Greece apparently has its 130 billion euro bailout, which should probably carry it through 2014. At least that is the intention. Private creditors have agreed to a 53.5% reduction in the value of their paper. Institutions that have had such cram-down terms will not be back as lenders. So, the officials of the European Union, European Central Bank and International Monetary Fund will have to hope that their financial package is enough, even if that hope is entirely unrealistic. It is worth a look at what may happen to Greece, and the eurozone, over the next few years — or even the next few months — now that the basic structure of the Greek deal is set.

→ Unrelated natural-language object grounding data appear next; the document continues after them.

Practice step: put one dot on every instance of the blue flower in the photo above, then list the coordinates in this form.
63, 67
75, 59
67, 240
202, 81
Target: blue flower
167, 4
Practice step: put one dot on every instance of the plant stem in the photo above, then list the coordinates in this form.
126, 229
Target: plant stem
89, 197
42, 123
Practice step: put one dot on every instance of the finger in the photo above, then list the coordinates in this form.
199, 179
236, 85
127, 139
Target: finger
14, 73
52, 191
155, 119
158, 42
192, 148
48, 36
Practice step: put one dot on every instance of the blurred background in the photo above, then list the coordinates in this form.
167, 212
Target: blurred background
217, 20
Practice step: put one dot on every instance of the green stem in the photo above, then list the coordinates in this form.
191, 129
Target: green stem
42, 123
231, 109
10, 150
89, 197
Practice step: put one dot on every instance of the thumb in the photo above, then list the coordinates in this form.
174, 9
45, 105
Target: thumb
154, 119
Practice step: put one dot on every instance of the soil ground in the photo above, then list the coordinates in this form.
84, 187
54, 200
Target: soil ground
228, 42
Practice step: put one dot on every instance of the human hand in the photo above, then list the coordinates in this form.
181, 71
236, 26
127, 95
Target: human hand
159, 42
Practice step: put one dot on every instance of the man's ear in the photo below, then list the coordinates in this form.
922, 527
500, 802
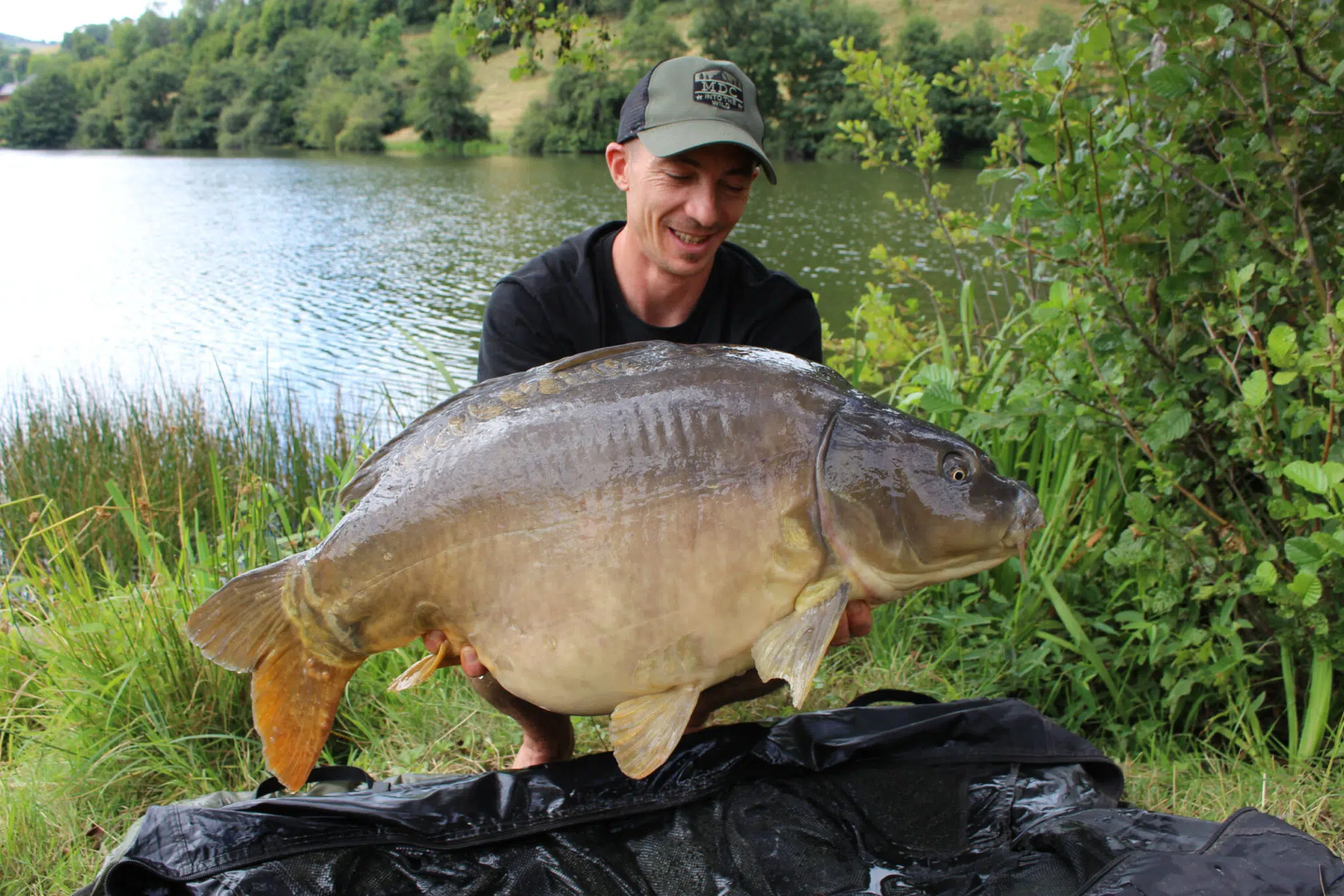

The most likely set of circumstances, and one that few economist disagree with, is that Greece will need more than 130 billion euros before 2014. The austerity measures the government has set will not be adequate to offset a drop in gross domestic product, which is currently 6% — part of a recession that is five years old and shows no sign of ending. The need for new money will again test the will of France and, especially, Germany to provide capital. Sarkozy may have been thrown out of office by 2013. The same could be true of Angela Merkel. The people who have to make future aid recommendations may not be willing to do so.

The financial situations of Portugal and Spain could get much worse. That would increase the need for bailout money exponentially. The problem becomes even more difficult if the Italian economy stumbles badly. A “triple bailout” could cost as much as $1 trillion, many experts expect. The major rescue fund — the European Stability Mechanism — has not been set up entirely. It would have to join with the IMF and ECB to create a new rescue, and there is no evidence that the three would work together for a bailout that is seven or eight times the amount of the one for Greece.

If trouble grows in Europe, then the U.S., China and Japan may put more money into the region, probably through the IMF. Congress may not recommend any aid, if the drive toward austerity in the U.S. continues. Japan may contribute, but it has financial difficulties of its own. That leaves China, which says it will help Europe, but has not said at what level and for how long. If Europe has to depend on China for a bailout, it may have to wait for a very long time. Economists think China will act in its own interests because it needs Europe to consumer its exports. But the government of the People’s Republic could believe the cost is too steep.

Greece has been bailed out, it seems. It is impossible, though, to guess what the financial trouble in the balance of the EU will cause, even as early as the end of this year.